How can people have faith in these products for business critical work?
a reasonably big cisco network with ~90 asr9010 routers experienced random line card reboots and therefore outages without any good reason. incidents followed each other randomly, but sometimes after just couple minutes, essentially creating some chain-reaction like effects: routers connected to each other via long-haul transmission connections, but otherwise up to 100km apart from each other just suddenly died within minutes. no one could tell why. the issue repeated itself - the only resolution was to power-cycle the boxes using out-of-band management. a reboot meant 30-40 minutes
(! correct, minutes, not seconds) time taken to recover.
some even suspected cyber-criminal activity or cyber-terrorism must be behind it.
all the linecards were replaced (that is a bit over 250 pieces) with next generation ones as repair.
later it was found and demonstrated, that the packet parser mistakenly identified an ethernet frame carrying an ipv4 packet as ipv6 packet, branched to the wrong point on the NP, resulting a processor lockup - a situation from where the device cannot recover, not even with the implemented watchdog.

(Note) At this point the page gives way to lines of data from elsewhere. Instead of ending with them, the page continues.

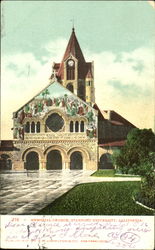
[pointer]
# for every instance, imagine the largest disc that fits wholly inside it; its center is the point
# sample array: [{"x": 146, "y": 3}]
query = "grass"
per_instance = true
[
  {"x": 109, "y": 173},
  {"x": 102, "y": 198}
]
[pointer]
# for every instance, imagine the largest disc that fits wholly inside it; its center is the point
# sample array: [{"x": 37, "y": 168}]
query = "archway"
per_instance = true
[
  {"x": 32, "y": 161},
  {"x": 105, "y": 161},
  {"x": 70, "y": 87},
  {"x": 54, "y": 160},
  {"x": 76, "y": 160},
  {"x": 5, "y": 162}
]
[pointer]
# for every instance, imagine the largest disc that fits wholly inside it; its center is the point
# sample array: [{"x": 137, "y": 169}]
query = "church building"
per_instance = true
[{"x": 62, "y": 127}]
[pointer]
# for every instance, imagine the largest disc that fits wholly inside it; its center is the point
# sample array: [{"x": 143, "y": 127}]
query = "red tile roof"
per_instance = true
[
  {"x": 117, "y": 119},
  {"x": 113, "y": 144}
]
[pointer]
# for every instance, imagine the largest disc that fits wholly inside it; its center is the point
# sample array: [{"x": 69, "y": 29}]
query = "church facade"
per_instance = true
[{"x": 62, "y": 127}]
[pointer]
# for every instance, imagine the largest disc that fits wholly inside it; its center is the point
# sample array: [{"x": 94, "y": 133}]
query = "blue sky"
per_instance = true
[{"x": 117, "y": 35}]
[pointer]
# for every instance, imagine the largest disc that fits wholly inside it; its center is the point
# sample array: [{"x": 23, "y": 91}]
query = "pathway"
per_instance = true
[{"x": 27, "y": 193}]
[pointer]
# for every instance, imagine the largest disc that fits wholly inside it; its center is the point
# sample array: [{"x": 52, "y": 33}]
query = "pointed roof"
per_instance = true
[{"x": 73, "y": 48}]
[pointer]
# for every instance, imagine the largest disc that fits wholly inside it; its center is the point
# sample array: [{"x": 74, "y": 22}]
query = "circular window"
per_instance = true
[{"x": 55, "y": 122}]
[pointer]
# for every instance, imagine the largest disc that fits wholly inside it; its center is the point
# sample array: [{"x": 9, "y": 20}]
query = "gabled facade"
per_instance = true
[
  {"x": 62, "y": 127},
  {"x": 75, "y": 73}
]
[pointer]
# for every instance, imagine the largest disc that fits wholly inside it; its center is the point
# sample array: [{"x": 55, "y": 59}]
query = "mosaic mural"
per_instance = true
[{"x": 55, "y": 96}]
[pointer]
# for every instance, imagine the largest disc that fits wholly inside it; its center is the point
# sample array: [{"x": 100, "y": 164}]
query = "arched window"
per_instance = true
[
  {"x": 71, "y": 126},
  {"x": 76, "y": 126},
  {"x": 27, "y": 127},
  {"x": 70, "y": 70},
  {"x": 38, "y": 127},
  {"x": 82, "y": 126},
  {"x": 70, "y": 87},
  {"x": 32, "y": 127}
]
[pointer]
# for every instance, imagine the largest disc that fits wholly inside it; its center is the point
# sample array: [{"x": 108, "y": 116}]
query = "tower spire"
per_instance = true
[{"x": 72, "y": 20}]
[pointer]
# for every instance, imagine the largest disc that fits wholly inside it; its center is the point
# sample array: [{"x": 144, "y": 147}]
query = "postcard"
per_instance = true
[{"x": 77, "y": 152}]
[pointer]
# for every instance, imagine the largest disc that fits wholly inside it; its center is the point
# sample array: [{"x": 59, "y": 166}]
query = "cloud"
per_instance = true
[
  {"x": 121, "y": 87},
  {"x": 123, "y": 82}
]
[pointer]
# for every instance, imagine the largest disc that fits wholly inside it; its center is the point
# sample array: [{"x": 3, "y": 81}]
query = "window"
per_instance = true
[
  {"x": 76, "y": 126},
  {"x": 55, "y": 122},
  {"x": 71, "y": 126},
  {"x": 70, "y": 70},
  {"x": 32, "y": 127},
  {"x": 70, "y": 87},
  {"x": 38, "y": 127},
  {"x": 82, "y": 126},
  {"x": 27, "y": 127}
]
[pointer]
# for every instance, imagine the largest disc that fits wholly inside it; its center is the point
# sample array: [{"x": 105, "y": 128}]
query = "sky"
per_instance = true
[{"x": 117, "y": 35}]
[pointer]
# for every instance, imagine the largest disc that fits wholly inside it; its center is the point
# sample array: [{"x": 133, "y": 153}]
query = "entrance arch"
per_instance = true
[
  {"x": 5, "y": 162},
  {"x": 76, "y": 160},
  {"x": 70, "y": 87},
  {"x": 105, "y": 161},
  {"x": 32, "y": 161},
  {"x": 54, "y": 160}
]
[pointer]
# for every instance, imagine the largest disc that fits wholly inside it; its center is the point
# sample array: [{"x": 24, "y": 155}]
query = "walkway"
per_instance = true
[{"x": 27, "y": 193}]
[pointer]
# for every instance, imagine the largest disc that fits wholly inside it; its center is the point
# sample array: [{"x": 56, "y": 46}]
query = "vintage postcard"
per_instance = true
[{"x": 77, "y": 149}]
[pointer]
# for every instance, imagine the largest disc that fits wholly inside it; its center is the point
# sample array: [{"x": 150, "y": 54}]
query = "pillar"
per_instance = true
[
  {"x": 66, "y": 165},
  {"x": 42, "y": 165}
]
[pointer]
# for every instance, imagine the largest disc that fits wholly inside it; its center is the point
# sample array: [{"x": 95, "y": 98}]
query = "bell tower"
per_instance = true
[{"x": 74, "y": 72}]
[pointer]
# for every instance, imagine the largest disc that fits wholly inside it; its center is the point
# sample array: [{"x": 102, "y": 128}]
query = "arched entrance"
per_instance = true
[
  {"x": 5, "y": 162},
  {"x": 70, "y": 87},
  {"x": 105, "y": 161},
  {"x": 54, "y": 160},
  {"x": 32, "y": 161},
  {"x": 76, "y": 160}
]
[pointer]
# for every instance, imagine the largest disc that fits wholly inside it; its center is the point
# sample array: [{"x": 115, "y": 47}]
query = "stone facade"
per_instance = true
[{"x": 62, "y": 127}]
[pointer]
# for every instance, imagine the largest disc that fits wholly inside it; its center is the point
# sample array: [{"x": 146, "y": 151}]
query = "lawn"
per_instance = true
[
  {"x": 104, "y": 198},
  {"x": 109, "y": 173}
]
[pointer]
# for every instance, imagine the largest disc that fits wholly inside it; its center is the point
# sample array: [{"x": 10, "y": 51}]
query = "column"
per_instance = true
[
  {"x": 66, "y": 165},
  {"x": 42, "y": 165}
]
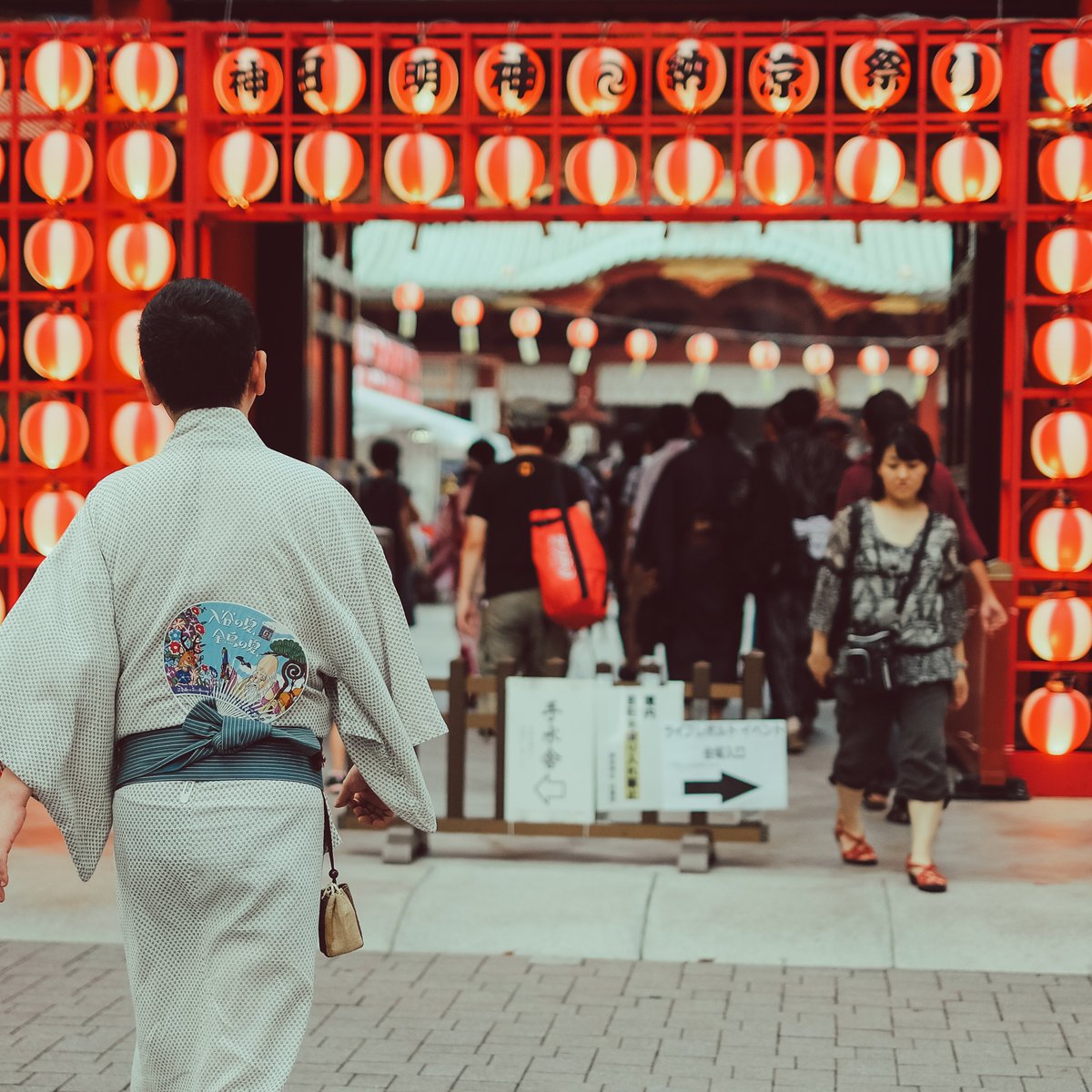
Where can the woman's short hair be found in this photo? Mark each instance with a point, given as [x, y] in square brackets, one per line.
[912, 445]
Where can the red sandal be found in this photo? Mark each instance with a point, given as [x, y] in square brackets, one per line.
[861, 853]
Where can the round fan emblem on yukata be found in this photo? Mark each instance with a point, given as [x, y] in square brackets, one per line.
[236, 656]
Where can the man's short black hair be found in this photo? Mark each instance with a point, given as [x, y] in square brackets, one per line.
[197, 339]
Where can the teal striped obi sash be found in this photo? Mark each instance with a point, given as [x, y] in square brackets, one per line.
[210, 747]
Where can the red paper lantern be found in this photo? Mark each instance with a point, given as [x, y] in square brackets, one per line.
[59, 75]
[509, 169]
[329, 165]
[54, 434]
[424, 81]
[1057, 719]
[58, 252]
[47, 514]
[600, 170]
[139, 430]
[1062, 538]
[1063, 350]
[1059, 628]
[687, 172]
[141, 256]
[145, 76]
[966, 76]
[141, 165]
[58, 167]
[692, 75]
[601, 81]
[243, 167]
[419, 167]
[779, 169]
[869, 168]
[1067, 72]
[331, 79]
[1062, 445]
[57, 344]
[966, 169]
[248, 81]
[1064, 261]
[509, 79]
[875, 74]
[784, 77]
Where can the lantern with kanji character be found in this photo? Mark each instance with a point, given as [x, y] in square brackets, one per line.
[601, 81]
[869, 168]
[248, 81]
[424, 81]
[57, 344]
[509, 79]
[47, 514]
[966, 169]
[141, 256]
[784, 77]
[141, 165]
[145, 76]
[59, 75]
[419, 167]
[875, 74]
[966, 76]
[58, 167]
[779, 169]
[1057, 718]
[58, 252]
[331, 77]
[692, 75]
[600, 170]
[54, 434]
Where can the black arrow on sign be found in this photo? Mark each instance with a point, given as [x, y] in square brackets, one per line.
[727, 786]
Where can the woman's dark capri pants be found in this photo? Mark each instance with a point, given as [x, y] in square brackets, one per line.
[864, 726]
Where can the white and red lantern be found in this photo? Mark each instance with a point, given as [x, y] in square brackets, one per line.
[145, 76]
[58, 167]
[869, 168]
[59, 75]
[692, 76]
[329, 165]
[141, 165]
[58, 252]
[966, 76]
[600, 170]
[424, 81]
[47, 514]
[687, 172]
[57, 344]
[419, 167]
[509, 79]
[966, 169]
[54, 434]
[779, 169]
[581, 336]
[601, 81]
[141, 256]
[331, 77]
[248, 81]
[875, 74]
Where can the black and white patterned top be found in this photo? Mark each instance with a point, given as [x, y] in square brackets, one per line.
[934, 620]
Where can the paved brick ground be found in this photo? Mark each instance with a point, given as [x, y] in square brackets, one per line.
[429, 1024]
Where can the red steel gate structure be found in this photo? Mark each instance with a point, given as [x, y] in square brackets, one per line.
[1016, 124]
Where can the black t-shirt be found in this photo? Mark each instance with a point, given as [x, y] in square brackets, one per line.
[505, 496]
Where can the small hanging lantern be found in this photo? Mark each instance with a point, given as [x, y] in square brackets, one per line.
[145, 76]
[525, 323]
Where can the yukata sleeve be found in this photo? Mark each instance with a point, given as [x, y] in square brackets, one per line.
[59, 665]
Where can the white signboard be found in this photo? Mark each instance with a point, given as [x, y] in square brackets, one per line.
[718, 765]
[550, 751]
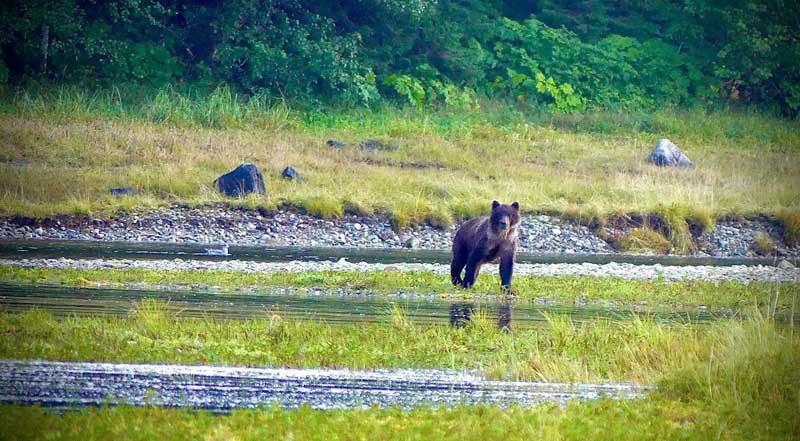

total secrecy was kept, not even the owner & operator of the network was told the exact mechanism and conditions how the bug could be triggered.
several months later the issue was disclosed as "severity 2 DDTS" with the appropriate patches.
and look, even after the effect, we still see some NP lockups in the network, caused by other mis-parsed packets, but until now the NPUs were able to recover from it using "fast reset" - resulting a couple of second outage, instead of turning unresponsive. does that mean, all the issues got fixed? actually no, it's just an automated workaround.
bottom line: routers are computers, running software people write, even if they test lots of things, there's nothing like live production network, where shit just happens. regardless of the make.
i could have been whining at the TAC hours long because most of the "cisco enterprise APs" were affected by the WPA2 issue and there was no software fix available, even after weeks the bug was publicly disclosed. and look, RouterOS current & bug fix releases had the fix on the day of the disclosure. serious gear for serious business?